Commodity prices to shoot up: Jim Rogers
SINGAPORE (Commodity Online): Globally renowned commodities expert and investor Jim Rogers says world's focus in the coming years is going to be on agricultural commodities and food prices.
According to him, the prices of agricultural commodities and food are going to continuously rise in the coming years. Commodity prices are going to shoot up. The challenge is that people are eating more foods these days. But the supply of food products is coming down, he said.
Rogers, who is now settled in Singapore and who has been investing heavily into agricultural commodities in China, says the biggest problem that the food sector faces is that the inventories of food are the lowest not in years but in decades.

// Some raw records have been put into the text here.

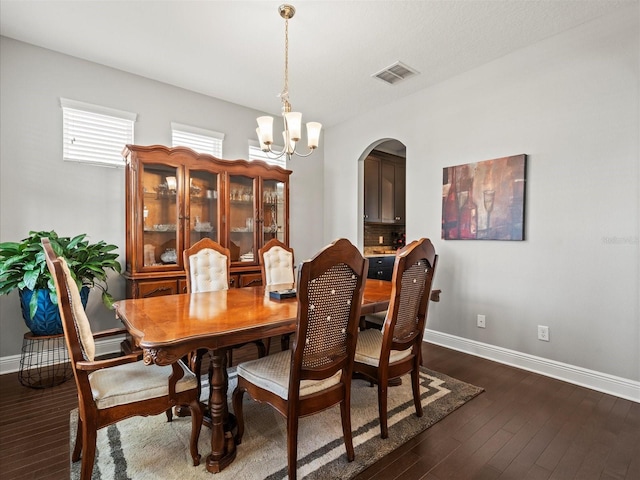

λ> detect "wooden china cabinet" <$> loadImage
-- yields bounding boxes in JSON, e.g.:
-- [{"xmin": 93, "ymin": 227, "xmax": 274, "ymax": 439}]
[{"xmin": 123, "ymin": 145, "xmax": 291, "ymax": 298}]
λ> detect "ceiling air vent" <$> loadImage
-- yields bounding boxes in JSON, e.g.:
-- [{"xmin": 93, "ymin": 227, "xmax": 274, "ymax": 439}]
[{"xmin": 372, "ymin": 62, "xmax": 419, "ymax": 85}]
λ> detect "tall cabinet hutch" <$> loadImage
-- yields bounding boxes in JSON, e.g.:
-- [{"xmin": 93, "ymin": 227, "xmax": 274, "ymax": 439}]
[{"xmin": 124, "ymin": 145, "xmax": 291, "ymax": 298}]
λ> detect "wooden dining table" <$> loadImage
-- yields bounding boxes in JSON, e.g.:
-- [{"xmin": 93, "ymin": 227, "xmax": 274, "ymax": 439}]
[{"xmin": 115, "ymin": 279, "xmax": 391, "ymax": 473}]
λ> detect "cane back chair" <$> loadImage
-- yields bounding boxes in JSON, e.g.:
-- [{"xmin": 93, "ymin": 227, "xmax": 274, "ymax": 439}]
[
  {"xmin": 233, "ymin": 239, "xmax": 368, "ymax": 480},
  {"xmin": 353, "ymin": 238, "xmax": 438, "ymax": 438}
]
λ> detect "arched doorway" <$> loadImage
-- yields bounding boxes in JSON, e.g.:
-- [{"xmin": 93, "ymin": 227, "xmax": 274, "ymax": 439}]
[{"xmin": 358, "ymin": 138, "xmax": 406, "ymax": 255}]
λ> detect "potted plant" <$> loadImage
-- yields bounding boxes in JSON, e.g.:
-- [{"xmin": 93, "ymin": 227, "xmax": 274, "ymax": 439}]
[{"xmin": 0, "ymin": 230, "xmax": 121, "ymax": 335}]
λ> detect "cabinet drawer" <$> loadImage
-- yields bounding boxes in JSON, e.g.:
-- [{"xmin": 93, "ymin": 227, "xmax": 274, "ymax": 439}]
[{"xmin": 137, "ymin": 280, "xmax": 178, "ymax": 298}]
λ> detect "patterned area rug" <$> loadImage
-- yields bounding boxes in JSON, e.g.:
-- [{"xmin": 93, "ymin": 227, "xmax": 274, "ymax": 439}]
[{"xmin": 70, "ymin": 368, "xmax": 483, "ymax": 480}]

Food supply is going to remain down since we have serious production problems. At the same time people are eating more and we are burning some of our foods as fuels, said Jim Rogers.
Jim Rogers, author of the well-known book called Hot Commodities, said that the combination of burning foods into fuels won't change unless governments quit the debacle of using corn to turn into ethanol.
That at least would keep the prices of corn relatively in check and available to livestock and human beings at a decent price. If not, corn itself and anything it feeds will increase in price as a result, he said.
Rogers has said numerous times in the recent past that those that own the fancy cars in the next 10 to 20 years will be those who turn in their briefcases for farming. I think he's right!
Still, there are numerous ways you can play agriculture, from those providing equipment and seeds to to those providing the fertilizers and other essentials to operate the business.
Water is another key thing to look at over the next years as populations in many areas of the world continue to grow exponentially, with world population growth estimated to be at over 9 billion by 2050.
Jim Rogers had recently blasted several analysts for suggesting that China's growth is not sustainable and the Chinese economy is caught in a bubble.
Rogers recently predicted that gold prices would surge to touch $2,000 per ounce in the next one decade. He also said that silver and platinum are better precious metals to invest in rather than gold these days.